15. Va comunque ricordato, in continuità con i principi ripetutamente affermati da questa Corte, che spetta al giudice di merito valutare l’opportunità di fare ricorso alle presunzioni semplici, individuare l’fatti da porre a fondamento del relativo processo logico e valutarne la rispondenza ai requisiti di legge, con apprezzamento di fatto che, come tale, non è deducibile come vizio di violazione di norme di diritto bensì solo ai sensi e nei limiti del novellato art. 360 c.p.c., comma 1, n. 5 (v., fra le altre, Cass. n. 17720 del 2018), nel ricorso all’esame, peraltro, neanche devoluto.

16. Il secondo mezzo d’impugnazione è inammissibile, per difetto di interesse.

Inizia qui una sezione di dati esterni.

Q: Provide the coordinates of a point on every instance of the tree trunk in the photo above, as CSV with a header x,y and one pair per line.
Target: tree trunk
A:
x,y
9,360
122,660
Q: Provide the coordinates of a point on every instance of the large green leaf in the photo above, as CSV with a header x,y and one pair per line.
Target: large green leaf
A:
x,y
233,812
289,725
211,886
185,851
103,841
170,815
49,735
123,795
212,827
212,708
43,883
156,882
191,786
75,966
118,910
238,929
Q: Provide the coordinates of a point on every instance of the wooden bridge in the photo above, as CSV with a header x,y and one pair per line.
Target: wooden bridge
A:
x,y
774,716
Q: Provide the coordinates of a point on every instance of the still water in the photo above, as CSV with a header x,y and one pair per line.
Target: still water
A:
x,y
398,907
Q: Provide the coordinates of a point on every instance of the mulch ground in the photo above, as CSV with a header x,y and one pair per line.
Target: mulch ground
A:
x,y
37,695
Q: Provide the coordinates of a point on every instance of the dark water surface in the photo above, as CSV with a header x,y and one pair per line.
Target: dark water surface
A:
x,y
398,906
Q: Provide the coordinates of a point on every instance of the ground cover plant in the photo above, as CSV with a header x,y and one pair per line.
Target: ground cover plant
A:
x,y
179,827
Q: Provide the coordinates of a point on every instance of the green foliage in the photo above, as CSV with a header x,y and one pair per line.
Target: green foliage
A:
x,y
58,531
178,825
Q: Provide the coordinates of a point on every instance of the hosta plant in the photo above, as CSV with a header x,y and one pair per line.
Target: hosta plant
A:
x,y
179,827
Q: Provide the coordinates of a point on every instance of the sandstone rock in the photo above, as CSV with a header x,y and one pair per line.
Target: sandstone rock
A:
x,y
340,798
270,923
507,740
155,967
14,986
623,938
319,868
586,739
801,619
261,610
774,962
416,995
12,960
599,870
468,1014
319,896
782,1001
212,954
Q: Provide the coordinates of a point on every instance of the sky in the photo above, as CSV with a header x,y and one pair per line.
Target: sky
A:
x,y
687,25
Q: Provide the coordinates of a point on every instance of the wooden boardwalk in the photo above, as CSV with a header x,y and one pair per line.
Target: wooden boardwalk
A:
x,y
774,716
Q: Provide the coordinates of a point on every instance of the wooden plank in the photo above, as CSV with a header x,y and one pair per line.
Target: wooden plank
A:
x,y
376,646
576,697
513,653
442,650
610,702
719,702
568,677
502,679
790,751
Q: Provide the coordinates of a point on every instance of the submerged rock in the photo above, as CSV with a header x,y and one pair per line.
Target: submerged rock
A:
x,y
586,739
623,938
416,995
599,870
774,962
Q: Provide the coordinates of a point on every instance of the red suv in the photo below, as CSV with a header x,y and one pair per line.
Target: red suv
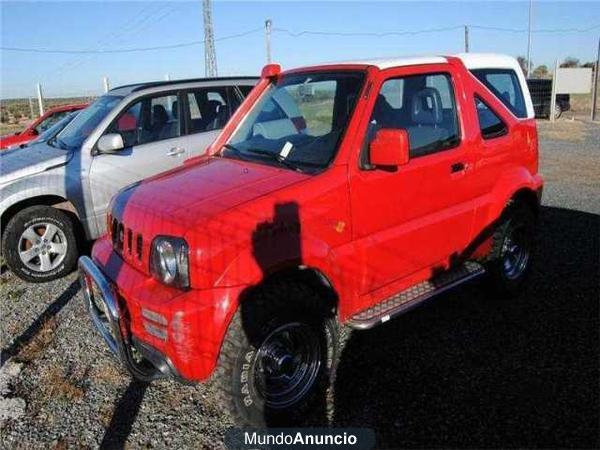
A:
x,y
40,125
337,194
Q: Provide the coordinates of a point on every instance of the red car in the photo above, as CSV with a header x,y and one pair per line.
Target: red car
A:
x,y
406,178
40,125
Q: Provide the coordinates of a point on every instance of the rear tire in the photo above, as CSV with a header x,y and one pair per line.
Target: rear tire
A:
x,y
278,355
509,262
39,244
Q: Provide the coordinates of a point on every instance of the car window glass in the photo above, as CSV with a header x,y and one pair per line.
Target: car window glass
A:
x,y
148,120
50,120
424,106
298,121
490,124
505,85
207,109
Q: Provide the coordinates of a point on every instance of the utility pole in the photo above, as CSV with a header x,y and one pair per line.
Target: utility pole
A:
x,y
210,56
529,40
40,99
268,25
595,86
553,99
30,108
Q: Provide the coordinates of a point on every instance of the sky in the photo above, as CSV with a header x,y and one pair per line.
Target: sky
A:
x,y
112,25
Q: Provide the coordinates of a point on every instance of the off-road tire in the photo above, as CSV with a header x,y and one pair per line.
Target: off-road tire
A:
x,y
30,216
516,216
269,308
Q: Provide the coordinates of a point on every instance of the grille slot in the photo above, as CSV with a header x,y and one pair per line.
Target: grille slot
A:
x,y
125,240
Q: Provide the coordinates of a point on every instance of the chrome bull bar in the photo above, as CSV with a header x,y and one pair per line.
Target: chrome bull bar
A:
x,y
101,303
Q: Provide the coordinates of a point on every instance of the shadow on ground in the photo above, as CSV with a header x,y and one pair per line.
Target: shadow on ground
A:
x,y
469,371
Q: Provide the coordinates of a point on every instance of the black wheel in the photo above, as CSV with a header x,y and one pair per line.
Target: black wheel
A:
x,y
39,244
278,356
509,262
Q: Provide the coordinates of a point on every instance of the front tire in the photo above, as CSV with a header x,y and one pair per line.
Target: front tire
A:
x,y
39,244
277,356
510,260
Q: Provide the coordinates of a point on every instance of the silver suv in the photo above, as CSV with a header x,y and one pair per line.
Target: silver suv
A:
x,y
55,195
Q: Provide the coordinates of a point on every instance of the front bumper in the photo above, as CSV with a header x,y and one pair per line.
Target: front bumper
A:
x,y
101,300
179,332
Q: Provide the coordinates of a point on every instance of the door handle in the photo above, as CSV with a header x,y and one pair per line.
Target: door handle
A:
x,y
457,167
176,151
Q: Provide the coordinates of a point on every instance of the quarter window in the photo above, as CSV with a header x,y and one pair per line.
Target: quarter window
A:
x,y
505,85
148,120
490,124
424,106
207,109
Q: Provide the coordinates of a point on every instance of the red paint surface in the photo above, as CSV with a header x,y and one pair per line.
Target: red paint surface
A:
x,y
370,233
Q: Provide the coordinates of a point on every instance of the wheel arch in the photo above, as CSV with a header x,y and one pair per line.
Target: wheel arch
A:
x,y
55,201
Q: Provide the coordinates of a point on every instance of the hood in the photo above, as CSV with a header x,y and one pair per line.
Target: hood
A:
x,y
175,201
23,162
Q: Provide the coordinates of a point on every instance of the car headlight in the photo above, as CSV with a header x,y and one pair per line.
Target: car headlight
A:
x,y
169,261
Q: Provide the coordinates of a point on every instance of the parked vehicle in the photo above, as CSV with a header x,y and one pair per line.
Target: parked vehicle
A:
x,y
50,132
55,195
409,177
40,125
541,96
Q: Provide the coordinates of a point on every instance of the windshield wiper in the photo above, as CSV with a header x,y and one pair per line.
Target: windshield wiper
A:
x,y
258,151
58,142
277,158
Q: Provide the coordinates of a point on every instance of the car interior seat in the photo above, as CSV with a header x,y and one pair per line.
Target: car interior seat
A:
x,y
427,119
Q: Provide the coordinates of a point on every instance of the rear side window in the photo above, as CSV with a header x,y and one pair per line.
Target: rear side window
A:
x,y
505,85
424,106
490,124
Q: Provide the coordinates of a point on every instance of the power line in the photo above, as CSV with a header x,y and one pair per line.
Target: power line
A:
x,y
299,34
127,50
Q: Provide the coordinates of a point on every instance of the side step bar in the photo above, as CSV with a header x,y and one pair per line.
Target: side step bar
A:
x,y
414,296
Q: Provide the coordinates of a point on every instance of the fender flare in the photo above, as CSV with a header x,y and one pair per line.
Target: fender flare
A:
x,y
508,185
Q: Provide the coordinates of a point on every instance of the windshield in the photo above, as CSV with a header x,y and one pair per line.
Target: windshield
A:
x,y
56,128
298,122
86,121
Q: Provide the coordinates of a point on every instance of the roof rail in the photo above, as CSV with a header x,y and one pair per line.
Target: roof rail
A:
x,y
149,84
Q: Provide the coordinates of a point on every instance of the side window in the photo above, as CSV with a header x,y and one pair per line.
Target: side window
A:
x,y
490,124
505,85
148,120
237,94
50,120
207,109
423,105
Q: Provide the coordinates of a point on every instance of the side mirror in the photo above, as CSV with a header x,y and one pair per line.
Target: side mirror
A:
x,y
110,143
389,148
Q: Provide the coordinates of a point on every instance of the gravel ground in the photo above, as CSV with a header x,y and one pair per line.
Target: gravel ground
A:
x,y
463,371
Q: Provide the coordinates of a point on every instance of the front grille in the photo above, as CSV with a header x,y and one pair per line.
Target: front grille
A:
x,y
123,239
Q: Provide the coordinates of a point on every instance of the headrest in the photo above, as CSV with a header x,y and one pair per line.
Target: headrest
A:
x,y
427,107
159,114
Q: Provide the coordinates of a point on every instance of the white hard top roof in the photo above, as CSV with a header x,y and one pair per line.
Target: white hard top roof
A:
x,y
471,60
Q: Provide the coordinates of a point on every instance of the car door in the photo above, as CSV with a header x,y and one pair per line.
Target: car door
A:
x,y
154,142
418,215
206,111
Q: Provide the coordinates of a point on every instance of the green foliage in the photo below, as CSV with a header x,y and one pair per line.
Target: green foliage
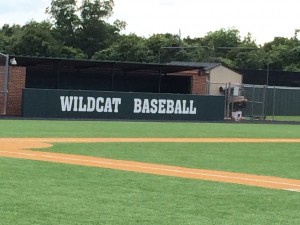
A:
x,y
81,31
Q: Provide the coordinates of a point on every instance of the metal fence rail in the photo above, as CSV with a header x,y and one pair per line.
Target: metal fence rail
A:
x,y
261,101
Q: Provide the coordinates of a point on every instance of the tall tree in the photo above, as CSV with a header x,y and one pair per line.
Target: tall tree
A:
x,y
66,21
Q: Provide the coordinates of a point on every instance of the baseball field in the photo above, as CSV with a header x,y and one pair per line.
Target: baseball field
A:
x,y
113,172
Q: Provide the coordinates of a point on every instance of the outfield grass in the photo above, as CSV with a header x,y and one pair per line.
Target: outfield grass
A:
x,y
284,118
33,192
45,128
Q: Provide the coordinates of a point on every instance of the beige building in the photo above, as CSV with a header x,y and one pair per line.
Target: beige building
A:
x,y
216,76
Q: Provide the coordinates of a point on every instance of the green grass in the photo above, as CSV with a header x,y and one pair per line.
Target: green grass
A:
x,y
53,128
34,192
284,118
43,193
272,159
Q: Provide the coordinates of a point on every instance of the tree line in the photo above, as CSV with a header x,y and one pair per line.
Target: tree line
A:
x,y
82,32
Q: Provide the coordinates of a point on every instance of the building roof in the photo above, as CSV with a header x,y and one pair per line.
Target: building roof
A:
x,y
204,65
85,64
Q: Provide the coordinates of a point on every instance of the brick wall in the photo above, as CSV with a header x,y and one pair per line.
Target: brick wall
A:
x,y
16,82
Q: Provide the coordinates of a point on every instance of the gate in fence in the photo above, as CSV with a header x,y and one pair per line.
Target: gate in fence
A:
x,y
257,101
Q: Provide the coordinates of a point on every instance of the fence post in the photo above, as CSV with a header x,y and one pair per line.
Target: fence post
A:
x,y
274,102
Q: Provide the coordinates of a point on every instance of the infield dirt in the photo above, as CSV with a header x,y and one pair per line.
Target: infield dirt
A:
x,y
18,148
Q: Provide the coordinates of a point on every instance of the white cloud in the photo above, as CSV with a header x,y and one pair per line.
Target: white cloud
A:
x,y
264,19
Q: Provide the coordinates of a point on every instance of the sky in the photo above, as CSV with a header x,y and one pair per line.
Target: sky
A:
x,y
264,19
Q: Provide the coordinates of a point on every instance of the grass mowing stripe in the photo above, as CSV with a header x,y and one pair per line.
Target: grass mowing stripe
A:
x,y
52,128
48,193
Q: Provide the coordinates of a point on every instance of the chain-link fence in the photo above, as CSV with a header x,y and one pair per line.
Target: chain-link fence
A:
x,y
3,82
257,101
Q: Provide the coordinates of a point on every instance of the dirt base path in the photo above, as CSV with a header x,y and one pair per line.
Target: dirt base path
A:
x,y
16,148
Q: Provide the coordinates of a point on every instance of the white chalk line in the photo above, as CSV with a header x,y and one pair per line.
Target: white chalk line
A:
x,y
159,169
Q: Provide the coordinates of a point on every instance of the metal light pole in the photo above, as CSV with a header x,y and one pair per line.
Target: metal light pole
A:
x,y
5,81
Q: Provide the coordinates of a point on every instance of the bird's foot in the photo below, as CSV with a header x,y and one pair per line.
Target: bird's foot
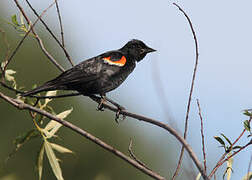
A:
x,y
100,106
118,113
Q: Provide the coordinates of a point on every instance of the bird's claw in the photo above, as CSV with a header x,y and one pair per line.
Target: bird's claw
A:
x,y
100,106
118,112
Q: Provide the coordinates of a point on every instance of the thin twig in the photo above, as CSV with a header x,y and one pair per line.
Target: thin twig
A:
x,y
220,162
191,90
165,127
202,136
26,34
133,156
6,43
132,115
49,56
54,37
61,26
87,135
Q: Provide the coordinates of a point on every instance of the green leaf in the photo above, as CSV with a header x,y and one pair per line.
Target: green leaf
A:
x,y
219,140
53,160
14,20
22,140
229,167
8,75
246,125
60,148
53,126
40,160
237,147
229,142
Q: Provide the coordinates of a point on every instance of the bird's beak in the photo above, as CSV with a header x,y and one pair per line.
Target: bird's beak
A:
x,y
148,50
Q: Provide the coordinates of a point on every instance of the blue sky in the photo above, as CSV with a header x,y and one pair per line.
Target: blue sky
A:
x,y
223,84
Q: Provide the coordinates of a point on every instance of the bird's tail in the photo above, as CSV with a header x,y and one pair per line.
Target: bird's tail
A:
x,y
45,87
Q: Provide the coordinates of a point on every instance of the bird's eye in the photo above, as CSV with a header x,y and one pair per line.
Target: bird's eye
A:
x,y
142,51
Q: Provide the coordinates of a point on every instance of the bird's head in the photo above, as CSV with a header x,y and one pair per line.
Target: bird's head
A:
x,y
136,49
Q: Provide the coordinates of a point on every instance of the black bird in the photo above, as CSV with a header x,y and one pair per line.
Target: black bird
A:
x,y
100,74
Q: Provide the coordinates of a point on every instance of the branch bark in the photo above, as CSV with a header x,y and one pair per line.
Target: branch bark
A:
x,y
191,90
20,105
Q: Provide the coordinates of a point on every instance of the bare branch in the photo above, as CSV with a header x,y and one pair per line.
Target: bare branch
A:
x,y
202,135
21,106
191,90
61,26
165,127
49,56
133,156
22,40
222,160
48,29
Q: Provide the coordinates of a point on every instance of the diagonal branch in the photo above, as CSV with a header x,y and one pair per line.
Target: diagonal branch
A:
x,y
191,90
48,29
22,40
61,26
21,106
202,136
133,156
222,160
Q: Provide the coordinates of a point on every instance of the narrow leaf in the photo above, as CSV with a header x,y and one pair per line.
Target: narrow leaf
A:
x,y
53,160
60,148
229,167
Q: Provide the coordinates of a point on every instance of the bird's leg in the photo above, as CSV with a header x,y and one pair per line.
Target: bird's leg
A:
x,y
99,100
119,108
100,105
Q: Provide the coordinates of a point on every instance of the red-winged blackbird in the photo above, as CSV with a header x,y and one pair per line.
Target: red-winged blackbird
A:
x,y
100,74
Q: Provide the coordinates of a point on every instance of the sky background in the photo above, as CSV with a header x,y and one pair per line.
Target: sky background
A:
x,y
223,83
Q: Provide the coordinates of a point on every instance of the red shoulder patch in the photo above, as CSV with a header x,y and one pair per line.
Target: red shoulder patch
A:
x,y
117,62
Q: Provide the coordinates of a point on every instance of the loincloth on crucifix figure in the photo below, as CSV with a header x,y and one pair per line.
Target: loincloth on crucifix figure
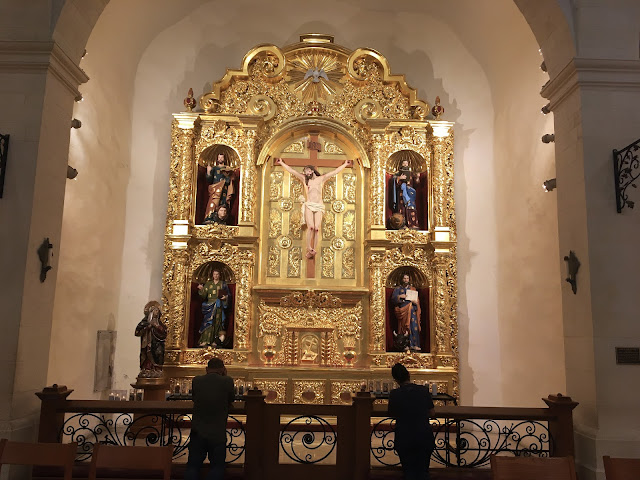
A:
x,y
312,207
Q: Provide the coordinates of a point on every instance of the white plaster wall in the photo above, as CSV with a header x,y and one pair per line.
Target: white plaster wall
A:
x,y
496,121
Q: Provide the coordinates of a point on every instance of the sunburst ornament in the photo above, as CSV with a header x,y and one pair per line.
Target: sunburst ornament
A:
x,y
316,77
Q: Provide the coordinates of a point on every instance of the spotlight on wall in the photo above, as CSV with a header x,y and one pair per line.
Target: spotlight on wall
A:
x,y
549,185
71,172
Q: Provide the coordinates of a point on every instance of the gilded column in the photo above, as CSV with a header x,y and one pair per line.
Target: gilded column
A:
x,y
246,259
442,306
174,288
249,183
376,198
376,305
442,182
182,174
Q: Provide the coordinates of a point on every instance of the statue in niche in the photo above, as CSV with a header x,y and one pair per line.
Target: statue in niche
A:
x,y
152,333
407,314
404,198
309,347
221,190
313,206
220,217
217,299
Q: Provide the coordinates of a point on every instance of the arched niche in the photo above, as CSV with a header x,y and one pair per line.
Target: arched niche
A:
x,y
206,193
407,191
283,235
393,318
201,275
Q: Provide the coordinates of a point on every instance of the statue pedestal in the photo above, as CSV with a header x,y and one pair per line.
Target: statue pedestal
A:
x,y
148,423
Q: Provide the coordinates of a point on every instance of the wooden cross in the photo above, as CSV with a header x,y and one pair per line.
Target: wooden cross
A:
x,y
314,146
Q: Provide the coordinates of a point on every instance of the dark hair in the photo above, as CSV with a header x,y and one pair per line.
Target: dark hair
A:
x,y
400,373
215,364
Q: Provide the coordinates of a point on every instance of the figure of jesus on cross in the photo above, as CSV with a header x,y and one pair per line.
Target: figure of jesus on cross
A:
x,y
313,205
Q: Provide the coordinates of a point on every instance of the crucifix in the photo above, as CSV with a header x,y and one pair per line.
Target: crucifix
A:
x,y
312,182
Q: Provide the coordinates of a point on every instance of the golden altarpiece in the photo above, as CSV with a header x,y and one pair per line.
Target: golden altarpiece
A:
x,y
311,329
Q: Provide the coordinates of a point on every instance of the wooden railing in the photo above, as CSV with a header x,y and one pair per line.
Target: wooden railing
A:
x,y
315,441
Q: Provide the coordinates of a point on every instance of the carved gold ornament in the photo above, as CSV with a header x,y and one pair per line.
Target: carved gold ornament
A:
x,y
316,76
356,108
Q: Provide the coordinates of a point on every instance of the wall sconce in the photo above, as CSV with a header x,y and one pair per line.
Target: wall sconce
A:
x,y
626,170
71,172
549,185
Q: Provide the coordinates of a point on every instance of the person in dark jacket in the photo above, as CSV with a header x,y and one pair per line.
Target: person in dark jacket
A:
x,y
212,395
411,405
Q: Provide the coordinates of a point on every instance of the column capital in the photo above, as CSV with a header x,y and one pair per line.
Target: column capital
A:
x,y
39,57
592,73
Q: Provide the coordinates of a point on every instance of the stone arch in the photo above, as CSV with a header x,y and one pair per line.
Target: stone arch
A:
x,y
552,31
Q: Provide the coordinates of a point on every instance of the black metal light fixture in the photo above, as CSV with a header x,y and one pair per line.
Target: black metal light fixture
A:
x,y
4,150
626,170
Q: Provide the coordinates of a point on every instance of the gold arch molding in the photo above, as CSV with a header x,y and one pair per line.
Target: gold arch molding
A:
x,y
301,126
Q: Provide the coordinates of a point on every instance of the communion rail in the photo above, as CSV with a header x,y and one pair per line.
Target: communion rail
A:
x,y
267,440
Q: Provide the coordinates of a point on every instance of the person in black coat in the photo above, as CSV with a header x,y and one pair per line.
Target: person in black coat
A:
x,y
411,405
212,395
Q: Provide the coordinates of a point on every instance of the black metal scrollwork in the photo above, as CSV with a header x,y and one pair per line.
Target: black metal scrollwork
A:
x,y
302,438
469,443
87,429
626,170
382,442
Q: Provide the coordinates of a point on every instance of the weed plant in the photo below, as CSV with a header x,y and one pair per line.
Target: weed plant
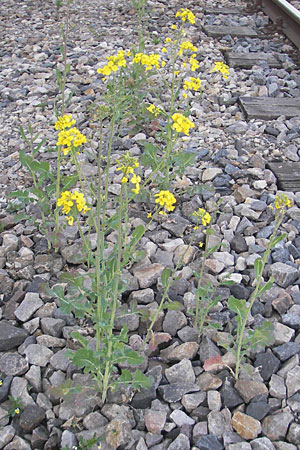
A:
x,y
131,98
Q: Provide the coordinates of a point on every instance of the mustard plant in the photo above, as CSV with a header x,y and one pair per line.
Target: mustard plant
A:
x,y
246,340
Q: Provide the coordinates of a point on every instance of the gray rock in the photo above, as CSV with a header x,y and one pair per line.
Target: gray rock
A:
x,y
262,444
53,327
293,381
18,444
4,388
285,351
174,321
59,360
68,439
38,355
180,443
209,442
275,427
28,307
13,364
74,254
33,376
183,371
19,388
172,393
267,363
284,274
277,387
31,417
7,434
11,336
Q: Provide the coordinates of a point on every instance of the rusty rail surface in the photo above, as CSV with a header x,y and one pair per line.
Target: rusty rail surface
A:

17. Come ripetutamente affermato da questa Corte, nel caso in cui venga impugnata, con ricorso per cassazione, una sentenza (o un capo di questa) che si fondi su più ragioni, tutte autonomamente idonee a sorreggerla, è necessario, per giungere alla cassazione della pronuncia, non solo che ciascuna di esse abbia formato oggetto di specifica censura, ma anche che il ricorso abbia esito positivo nella sua interezza con l’accoglimento di tutte le censure, affinchè si realizzi lo scopo proprio di tale mezzo di impugnazione, il quale deve mirare alla cassazione della sentenza, in toto o nel suo singolo capo, per tutte le ragioni che autonomamente l’una o l’altro sorreggano.

18. Ne consegue che è sufficiente che anche una sola delle dette ragioni non abbia formato oggetto di censura, ovvero, pur essendo stata impugnata, sia respinta, perchè il ricorso o il motivo di impugnazione avverso il singolo capo di essa debba essere respinto nella sua interezza, divenendo inammissibili, per difetto di interesse, le censure avverso le altre ragioni, nella specie l’insussistenza della malattia indennizzabile, poste a base della sentenza (v., ex multis, Cass., Sez.U, nn. 10374 del 2007 e 16602 del 2005).

19. In conclusione, il ricorso è da rigettare.

20. Le spese di lite, liquidate come in dispositivo, seguono la soccombenza.

21. Ai sensi del D.P.R. n. 115 del 2002, art. 13, comma 1-quater, sussistono i presupposti processuali per il versamento, a carico della parte ricorrente, dell’ulteriore importo, a titolo di contributo unificato, pari a quello per il ricorso ex art. 13, comma 1-bis, se dovuto.

P.Q.M.

La Corte rigetta il ricorso; condanna il ricorrente al pagamento delle spese processuali liquidate in Euro 200,00 per esborsi, Euro 2.500,00 per compensi professionali, oltre accessori di legge. Ai sensi del D.P.R. n. 115 del 2002, art. 13, comma 1-quater, sussistono i presupposti processuali per il versamento, a carico della parte ricorrente, dell’ulteriore importo, a titolo di contributo unificato, pari a quello per il ricorso ex art. 13, comma 1-bis, se dovuto.

Così deciso in Roma, nella Camera di consiglio, il 23 ottobre 2019.